The E-Waste Burden and Recycling Industry Profit

As if it weren't already bad enough that the world is dumping its discarded e-waste in tucked away corners of the earth, closer inspection reveals that much of the waste being shipped has no worth outside of the raw components. Areas of northwestern Africa have been particularly inundated with shipments of e-waste. There are entire cities built around a thriving repair market, where bustling lines of shops sell essentially everything from cellphones to personal computers. The industry supports the community to a great extent, but does so at an enormous cost. This cost is known to the world, however, there is little talk of those that allow it to happen so freely.
At first the idea of a thriving port city that makes much of its livings through rehabbing old electronics sounds pretty good, maybe a little dystopian, but okay. However, if you look a little closer, you begin to realize that these port towns are absolutely inundated with daily shipments of e-waste. Not only that, but in reality much of each shipment is actual junk. Up to 75% of the contents of each shipping container is e-waste with no use or value outside of the meager price their raw materials fetch. These cities have little to no recycling capabilities and the most common approach is to dump it all together in vast deposits of deteriorating and toxic components. But why would these locations burden themselves with such vast amounts of waste? This question is hard to answer and things get murky fast.

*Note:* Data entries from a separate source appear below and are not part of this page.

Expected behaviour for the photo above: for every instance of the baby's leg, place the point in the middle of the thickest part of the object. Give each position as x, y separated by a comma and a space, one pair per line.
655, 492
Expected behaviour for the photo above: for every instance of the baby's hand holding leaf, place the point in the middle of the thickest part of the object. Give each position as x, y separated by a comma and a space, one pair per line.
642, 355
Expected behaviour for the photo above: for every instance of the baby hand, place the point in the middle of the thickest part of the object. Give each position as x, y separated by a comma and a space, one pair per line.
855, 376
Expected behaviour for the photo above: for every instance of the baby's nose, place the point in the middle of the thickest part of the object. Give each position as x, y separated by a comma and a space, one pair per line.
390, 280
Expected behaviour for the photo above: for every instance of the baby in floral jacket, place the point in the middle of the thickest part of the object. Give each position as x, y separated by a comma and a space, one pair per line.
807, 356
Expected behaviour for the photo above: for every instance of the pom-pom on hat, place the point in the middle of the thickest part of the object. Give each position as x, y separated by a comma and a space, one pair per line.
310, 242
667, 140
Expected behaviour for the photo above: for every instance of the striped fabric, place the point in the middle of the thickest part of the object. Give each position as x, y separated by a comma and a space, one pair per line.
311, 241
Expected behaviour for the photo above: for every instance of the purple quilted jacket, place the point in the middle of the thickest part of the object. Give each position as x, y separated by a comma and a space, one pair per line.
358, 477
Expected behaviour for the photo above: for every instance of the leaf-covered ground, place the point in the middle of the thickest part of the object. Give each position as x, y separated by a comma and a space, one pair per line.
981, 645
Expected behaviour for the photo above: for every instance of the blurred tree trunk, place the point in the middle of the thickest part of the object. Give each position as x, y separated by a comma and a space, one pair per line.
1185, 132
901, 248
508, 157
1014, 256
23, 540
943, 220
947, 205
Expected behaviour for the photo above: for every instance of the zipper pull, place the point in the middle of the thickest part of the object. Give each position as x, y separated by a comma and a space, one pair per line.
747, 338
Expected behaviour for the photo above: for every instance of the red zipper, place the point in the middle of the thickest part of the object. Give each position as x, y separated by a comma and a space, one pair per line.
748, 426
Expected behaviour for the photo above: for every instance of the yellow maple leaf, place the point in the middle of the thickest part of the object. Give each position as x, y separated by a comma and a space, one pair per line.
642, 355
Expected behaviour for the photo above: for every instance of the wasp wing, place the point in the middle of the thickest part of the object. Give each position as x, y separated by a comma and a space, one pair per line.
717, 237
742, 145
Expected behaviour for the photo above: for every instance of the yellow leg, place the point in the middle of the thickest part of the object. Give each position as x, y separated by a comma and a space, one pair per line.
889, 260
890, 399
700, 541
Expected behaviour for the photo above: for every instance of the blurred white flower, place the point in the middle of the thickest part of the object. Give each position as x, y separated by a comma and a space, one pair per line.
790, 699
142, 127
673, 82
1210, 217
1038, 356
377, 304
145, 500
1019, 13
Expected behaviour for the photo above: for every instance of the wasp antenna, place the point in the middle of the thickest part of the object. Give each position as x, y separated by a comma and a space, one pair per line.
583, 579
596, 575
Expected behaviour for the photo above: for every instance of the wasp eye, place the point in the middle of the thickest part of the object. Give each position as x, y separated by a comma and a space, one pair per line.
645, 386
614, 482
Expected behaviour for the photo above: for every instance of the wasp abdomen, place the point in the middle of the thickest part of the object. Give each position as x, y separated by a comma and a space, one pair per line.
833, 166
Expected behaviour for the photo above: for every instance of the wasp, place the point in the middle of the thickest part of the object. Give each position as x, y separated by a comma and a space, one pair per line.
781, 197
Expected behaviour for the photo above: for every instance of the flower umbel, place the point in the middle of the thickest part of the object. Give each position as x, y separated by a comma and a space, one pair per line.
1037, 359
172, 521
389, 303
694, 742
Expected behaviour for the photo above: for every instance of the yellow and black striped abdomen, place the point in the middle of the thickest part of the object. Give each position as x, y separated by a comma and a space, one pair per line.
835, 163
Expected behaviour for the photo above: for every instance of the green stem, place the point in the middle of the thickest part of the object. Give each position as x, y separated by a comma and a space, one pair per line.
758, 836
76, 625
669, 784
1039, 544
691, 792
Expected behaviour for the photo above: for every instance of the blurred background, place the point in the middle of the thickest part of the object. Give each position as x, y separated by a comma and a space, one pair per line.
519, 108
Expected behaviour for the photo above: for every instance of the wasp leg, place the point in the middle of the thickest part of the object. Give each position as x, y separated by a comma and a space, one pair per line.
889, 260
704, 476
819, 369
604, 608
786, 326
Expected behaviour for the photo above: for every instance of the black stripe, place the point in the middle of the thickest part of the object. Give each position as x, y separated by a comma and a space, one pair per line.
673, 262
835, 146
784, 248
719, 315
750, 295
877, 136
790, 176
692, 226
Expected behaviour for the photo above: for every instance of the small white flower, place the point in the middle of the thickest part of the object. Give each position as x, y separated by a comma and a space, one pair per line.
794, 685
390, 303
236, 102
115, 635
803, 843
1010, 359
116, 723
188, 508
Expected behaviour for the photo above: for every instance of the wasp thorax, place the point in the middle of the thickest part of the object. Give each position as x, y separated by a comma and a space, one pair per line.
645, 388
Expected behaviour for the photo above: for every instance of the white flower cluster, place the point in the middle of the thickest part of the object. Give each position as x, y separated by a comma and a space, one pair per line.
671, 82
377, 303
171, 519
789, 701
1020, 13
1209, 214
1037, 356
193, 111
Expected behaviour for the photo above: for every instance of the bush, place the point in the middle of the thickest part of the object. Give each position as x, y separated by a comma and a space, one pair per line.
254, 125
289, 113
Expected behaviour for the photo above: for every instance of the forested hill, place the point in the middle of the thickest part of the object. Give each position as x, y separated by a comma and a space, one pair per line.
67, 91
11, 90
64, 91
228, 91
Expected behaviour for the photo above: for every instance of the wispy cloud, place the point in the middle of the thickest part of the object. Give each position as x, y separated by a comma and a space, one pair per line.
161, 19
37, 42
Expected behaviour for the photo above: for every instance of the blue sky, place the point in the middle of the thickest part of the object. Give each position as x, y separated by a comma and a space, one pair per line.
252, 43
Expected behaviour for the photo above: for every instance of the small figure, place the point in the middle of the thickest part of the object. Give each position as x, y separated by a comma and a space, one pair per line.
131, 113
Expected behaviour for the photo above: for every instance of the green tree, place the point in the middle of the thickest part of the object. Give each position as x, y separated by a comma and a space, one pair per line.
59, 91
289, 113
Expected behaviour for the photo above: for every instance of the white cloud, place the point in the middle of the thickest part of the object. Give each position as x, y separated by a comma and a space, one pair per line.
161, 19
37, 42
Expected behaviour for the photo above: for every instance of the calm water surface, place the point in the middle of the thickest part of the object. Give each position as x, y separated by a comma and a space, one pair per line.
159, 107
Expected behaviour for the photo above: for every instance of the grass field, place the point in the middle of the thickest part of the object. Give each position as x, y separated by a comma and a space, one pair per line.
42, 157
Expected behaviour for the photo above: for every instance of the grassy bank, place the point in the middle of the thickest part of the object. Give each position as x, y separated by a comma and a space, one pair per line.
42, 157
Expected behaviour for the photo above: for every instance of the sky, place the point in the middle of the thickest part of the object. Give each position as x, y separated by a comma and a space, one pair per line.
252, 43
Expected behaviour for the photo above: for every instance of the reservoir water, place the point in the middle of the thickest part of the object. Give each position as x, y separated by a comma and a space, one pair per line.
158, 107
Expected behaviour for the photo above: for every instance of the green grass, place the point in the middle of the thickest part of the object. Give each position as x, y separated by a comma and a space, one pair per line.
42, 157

On average, a typical shipping container of used electronics would cost around $5,000 dollars to import from the U.S. to Africa. However the price that some of those used electronics inside would fetch in Nigeria quickly covers this cost, and the remaining electronics shipped are typically completely useless. Much of these shipments happen in an unregulated market place where electronic recyclers rule and set market prices. These companies have near constant business due to the rapid pace of the electronic industries growth, and also receive incentives to take on additional waste that is difficult to recycle and the least cost-effective.

The majority of this waste, 44%, is comprised of batteries, fridges, cooling and heating components and other items that are not typically considered e-waste and have no redeeming value. Importers of used electronics will agree to take on certain amounts of this waste in return for higher portions of quality useable electronics. There is little to no regulation in place and it is not uncommon for inexperienced buyers to be sold shipments by the pound containing almost no usable material. The e-recycling business is a double-edged industry to say the least.